Sayings Parallels
A Workbook for the Jesus Tradition
Imprint: Wipf and Stock
"This book is concerned with the words rather than the deeds of Jesus. But even the words are limited to sayings, that is, units which could or did exist in the tradition as isolated segments passed on in different contexts. This leaves out, for example, those short, terse commands or comments of Jesus uttered during cures or exorcisms and inextricably linked to some such situation. . . .

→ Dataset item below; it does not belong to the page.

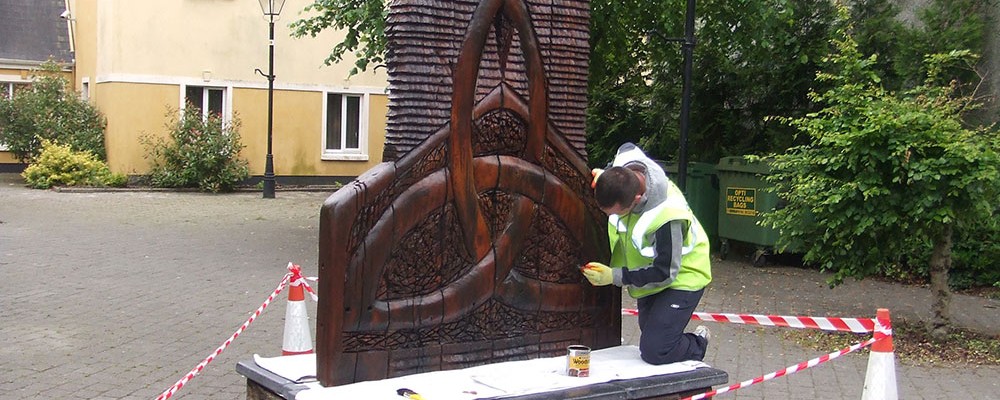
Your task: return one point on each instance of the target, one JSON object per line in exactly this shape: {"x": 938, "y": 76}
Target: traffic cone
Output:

"Sayings Parallels is a workbook for the study of the Jesus tradition. Its existence and structure derives from one basic postulate: the exact same unit often appears in different sources, genres, and versions within the Jesus tradition. This is what is meant by parallel sayings. And this phenomenon and its explanation will have implications even for those cases where there are no parallels and the unit appears in only one instance. That basic postulate is taken as a factual statement although, of course, its implication and interpretation, its importance and significance are open to very different visions. But, granted that preliminary postulate, an attempt was made in this book to present the data as neutrally as possible. The work is to facilitate descussion of that factual diversity rather than to promote a set understanding of its presence."
--from the Introduction
John Dominic Crossan is Professor Emeritus of Religious Studies at DePaul University, Chicago. He has written twenty books on the historical Jesus in the last thirty years, four of which have become national religious bestsellers: The Historical Jesus (1991), Jesus: A Revolutionary Biography (1994), Who Killed Jesus? (1995), and The Birth of Christianity (1998). He is a former cochair of the Jesus Seminar and a former chair of the Historical Jesus Section of the Society of Biblical Literature.
"For the first time in the hstory of biblical scholarship the apocryphal texts will have a fair chance to present their versions of what Jesus said. Ninety percent of professors don't go to the trouble--much less expect it of their students--to look up apocryphal texts. Our prejudices against the apocrypha have been aided and abetted by their relative inaccessibility. Now they are equally accessible--and all we have to cope with are our prejudices!"
--James M. Robinson, Professor of Religion Emeritus at Claremont Graduate University.